Skip to content
Reviews

Sasha & Digweed, ‘Delta Heavy’ (System)

CNN reporter Serena Wang wasn’t the first person to tell the world that electronic music was “hanging on the fringes of mainstream America, and it’s really starting to creep in.” But on the opening night of dance music’s biggest ever U.S. tour, helmed by superstar British DJs Sasha and John Digweed, it wasn’t a ridiculous idea at all.

It was the spring of 2002, five years after the mainstream American music press had begun touting dance music as the new rock’n’roll. Even though Twilo — the legendary NYC club where Sasha and Digweed first broke through in America — had closed (perhaps a telling sign of the fallout to come), DJs like S&D, Carl Cox, and Paul van Dyk were releasing albums by the boatload and touring incessantly. But rock’n’roll — propelled by bands like the Strokes, the Killers, Franz Ferdinand and others — made a massive comeback, stalling trance and house music in their tracks, and today, Sasha and Digweed rarely perform live together.

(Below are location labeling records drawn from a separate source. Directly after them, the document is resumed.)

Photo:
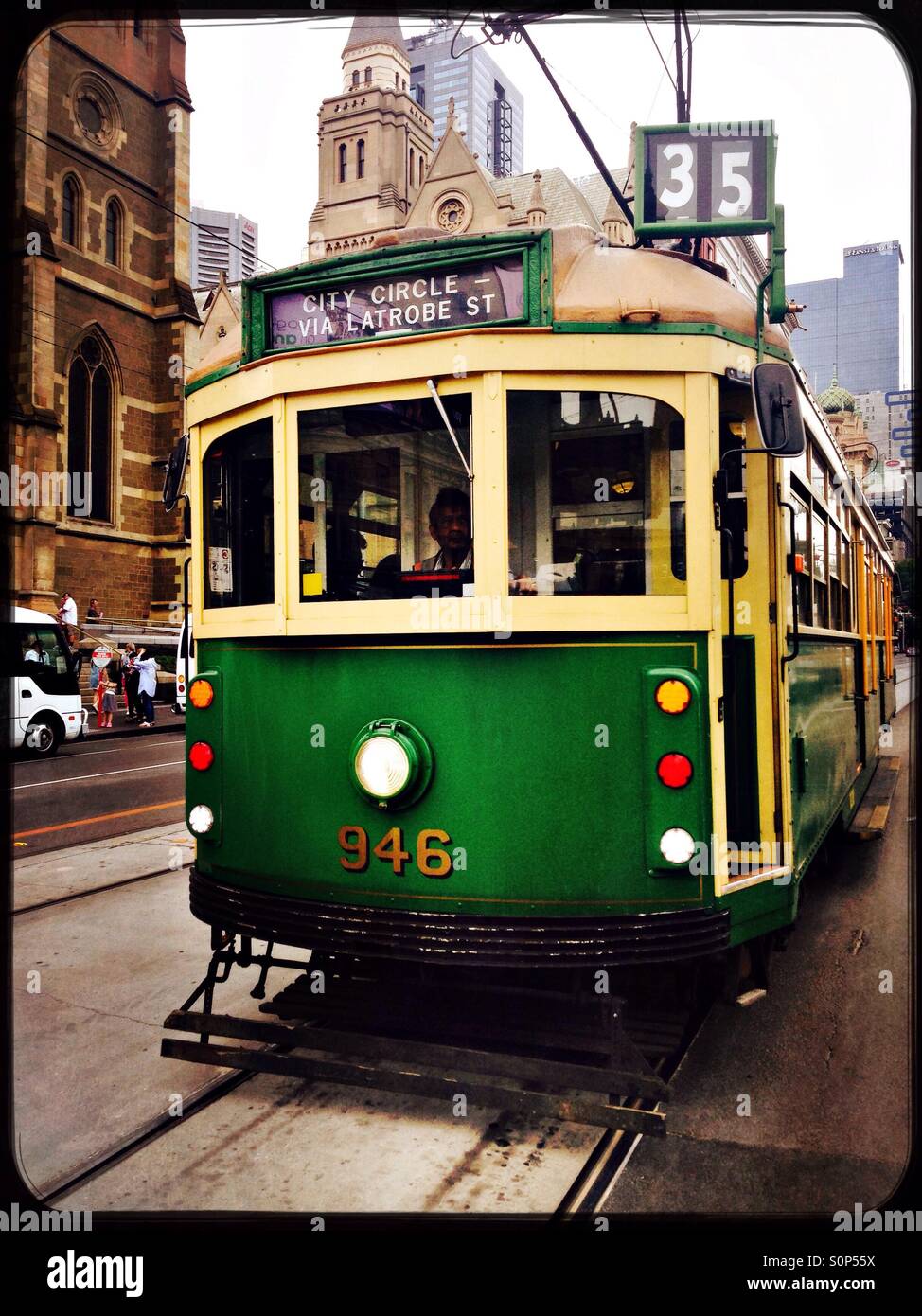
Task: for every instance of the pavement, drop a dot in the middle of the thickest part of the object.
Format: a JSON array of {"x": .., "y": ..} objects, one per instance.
[
  {"x": 801, "y": 1103},
  {"x": 88, "y": 1074}
]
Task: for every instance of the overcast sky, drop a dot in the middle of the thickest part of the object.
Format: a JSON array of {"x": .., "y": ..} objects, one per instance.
[{"x": 838, "y": 95}]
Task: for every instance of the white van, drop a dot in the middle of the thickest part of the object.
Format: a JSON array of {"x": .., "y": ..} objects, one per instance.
[
  {"x": 185, "y": 665},
  {"x": 44, "y": 690}
]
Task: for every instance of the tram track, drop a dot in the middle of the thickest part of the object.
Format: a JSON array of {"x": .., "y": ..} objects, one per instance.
[
  {"x": 95, "y": 891},
  {"x": 617, "y": 1147},
  {"x": 607, "y": 1160},
  {"x": 141, "y": 1137}
]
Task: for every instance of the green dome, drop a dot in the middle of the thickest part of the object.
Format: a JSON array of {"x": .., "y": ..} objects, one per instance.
[{"x": 835, "y": 399}]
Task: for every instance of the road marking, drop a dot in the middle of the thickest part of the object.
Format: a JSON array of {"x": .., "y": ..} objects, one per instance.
[
  {"x": 88, "y": 755},
  {"x": 100, "y": 817},
  {"x": 95, "y": 776}
]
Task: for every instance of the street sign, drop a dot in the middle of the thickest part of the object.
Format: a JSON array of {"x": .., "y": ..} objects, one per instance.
[{"x": 705, "y": 179}]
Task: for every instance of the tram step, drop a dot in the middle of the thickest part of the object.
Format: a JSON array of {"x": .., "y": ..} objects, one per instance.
[
  {"x": 875, "y": 809},
  {"x": 465, "y": 1012}
]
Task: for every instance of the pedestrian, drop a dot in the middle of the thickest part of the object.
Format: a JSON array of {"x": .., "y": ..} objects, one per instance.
[
  {"x": 67, "y": 617},
  {"x": 131, "y": 679},
  {"x": 107, "y": 695},
  {"x": 146, "y": 685}
]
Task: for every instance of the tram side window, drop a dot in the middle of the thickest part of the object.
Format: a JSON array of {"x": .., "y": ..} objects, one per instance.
[
  {"x": 803, "y": 549},
  {"x": 820, "y": 583},
  {"x": 237, "y": 491},
  {"x": 596, "y": 493},
  {"x": 383, "y": 500},
  {"x": 736, "y": 513}
]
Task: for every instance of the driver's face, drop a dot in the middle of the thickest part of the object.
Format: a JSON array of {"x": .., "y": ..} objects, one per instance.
[{"x": 452, "y": 528}]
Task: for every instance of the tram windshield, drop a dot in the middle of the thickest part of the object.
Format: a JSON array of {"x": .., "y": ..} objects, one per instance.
[
  {"x": 383, "y": 500},
  {"x": 596, "y": 493}
]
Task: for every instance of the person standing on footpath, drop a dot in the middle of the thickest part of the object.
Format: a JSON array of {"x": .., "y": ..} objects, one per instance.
[
  {"x": 132, "y": 678},
  {"x": 146, "y": 685},
  {"x": 67, "y": 617}
]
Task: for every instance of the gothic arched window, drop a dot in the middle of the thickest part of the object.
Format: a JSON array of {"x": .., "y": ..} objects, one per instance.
[
  {"x": 114, "y": 232},
  {"x": 70, "y": 212},
  {"x": 90, "y": 395}
]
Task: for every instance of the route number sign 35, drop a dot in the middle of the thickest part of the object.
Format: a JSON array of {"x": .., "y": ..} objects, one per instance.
[{"x": 705, "y": 179}]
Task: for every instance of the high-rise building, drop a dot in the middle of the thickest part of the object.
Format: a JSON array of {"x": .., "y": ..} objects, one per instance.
[
  {"x": 853, "y": 324},
  {"x": 488, "y": 110},
  {"x": 222, "y": 241}
]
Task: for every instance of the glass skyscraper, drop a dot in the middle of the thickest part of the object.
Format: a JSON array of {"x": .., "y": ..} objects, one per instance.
[
  {"x": 853, "y": 324},
  {"x": 488, "y": 108}
]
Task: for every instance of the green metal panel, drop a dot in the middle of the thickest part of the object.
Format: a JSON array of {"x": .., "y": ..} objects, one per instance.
[
  {"x": 541, "y": 772},
  {"x": 824, "y": 744},
  {"x": 684, "y": 328}
]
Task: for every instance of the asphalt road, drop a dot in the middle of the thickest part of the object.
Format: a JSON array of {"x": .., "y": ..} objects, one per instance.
[{"x": 95, "y": 790}]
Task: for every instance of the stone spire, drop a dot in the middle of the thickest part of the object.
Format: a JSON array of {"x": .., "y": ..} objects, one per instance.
[
  {"x": 377, "y": 30},
  {"x": 537, "y": 212},
  {"x": 614, "y": 223}
]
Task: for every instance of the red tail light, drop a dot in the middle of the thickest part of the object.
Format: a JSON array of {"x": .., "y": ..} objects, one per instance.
[
  {"x": 202, "y": 756},
  {"x": 674, "y": 770}
]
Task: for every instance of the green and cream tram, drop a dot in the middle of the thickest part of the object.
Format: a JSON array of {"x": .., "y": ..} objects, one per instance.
[{"x": 577, "y": 742}]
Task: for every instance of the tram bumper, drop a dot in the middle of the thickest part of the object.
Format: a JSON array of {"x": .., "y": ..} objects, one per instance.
[{"x": 459, "y": 938}]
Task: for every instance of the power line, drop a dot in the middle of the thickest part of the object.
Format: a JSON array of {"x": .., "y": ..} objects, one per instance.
[{"x": 129, "y": 187}]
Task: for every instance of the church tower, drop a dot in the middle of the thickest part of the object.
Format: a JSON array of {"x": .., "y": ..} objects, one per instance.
[{"x": 375, "y": 144}]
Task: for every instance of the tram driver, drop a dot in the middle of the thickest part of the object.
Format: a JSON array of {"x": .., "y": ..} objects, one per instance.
[{"x": 450, "y": 526}]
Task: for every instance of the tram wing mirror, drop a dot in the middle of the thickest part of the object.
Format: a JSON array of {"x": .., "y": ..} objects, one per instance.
[
  {"x": 777, "y": 408},
  {"x": 175, "y": 472}
]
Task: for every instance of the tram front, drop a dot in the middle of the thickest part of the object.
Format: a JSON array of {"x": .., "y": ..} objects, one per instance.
[{"x": 456, "y": 608}]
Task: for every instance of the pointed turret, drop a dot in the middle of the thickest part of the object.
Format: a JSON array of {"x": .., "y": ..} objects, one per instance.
[
  {"x": 614, "y": 223},
  {"x": 537, "y": 213},
  {"x": 375, "y": 29}
]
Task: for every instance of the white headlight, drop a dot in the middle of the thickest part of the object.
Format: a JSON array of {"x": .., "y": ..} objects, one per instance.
[
  {"x": 202, "y": 819},
  {"x": 383, "y": 766},
  {"x": 676, "y": 845}
]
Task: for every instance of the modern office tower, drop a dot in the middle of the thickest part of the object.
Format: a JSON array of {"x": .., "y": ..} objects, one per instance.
[
  {"x": 488, "y": 108},
  {"x": 222, "y": 241},
  {"x": 853, "y": 324}
]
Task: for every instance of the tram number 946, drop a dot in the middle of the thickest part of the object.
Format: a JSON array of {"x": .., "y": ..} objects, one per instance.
[{"x": 431, "y": 858}]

That 2002 tour, dubbed Delta Heavy, was chronicled for a documentary, which arrives nearly four years later, long after dance music’s pop culture funeral. The film could have made a case for electronic music’s continued relevance: The shimmering excitement of that summer is captured handily, punctuated by many sequences of sweaty, pulsating torsos and bug-eyed dudes dancing with light sticks. But those dance sequences become repetitive, and instead of having the DJs discuss why their music was important, producer and director Ben Turner decided to focus mostly on the workings behind the tour, hoping to scour some drama via scenes of roadies trucking turntables in and out of arenas. We are told by the DJs that the two-month tour is tiring during a rooftop interview, but there are no visual suggestions of frustrated arguments, police clampdowns, or all-night parties. Did they even have a good time? We’ll never know, and the people who made it out to those massive gigs probably don’t even remember.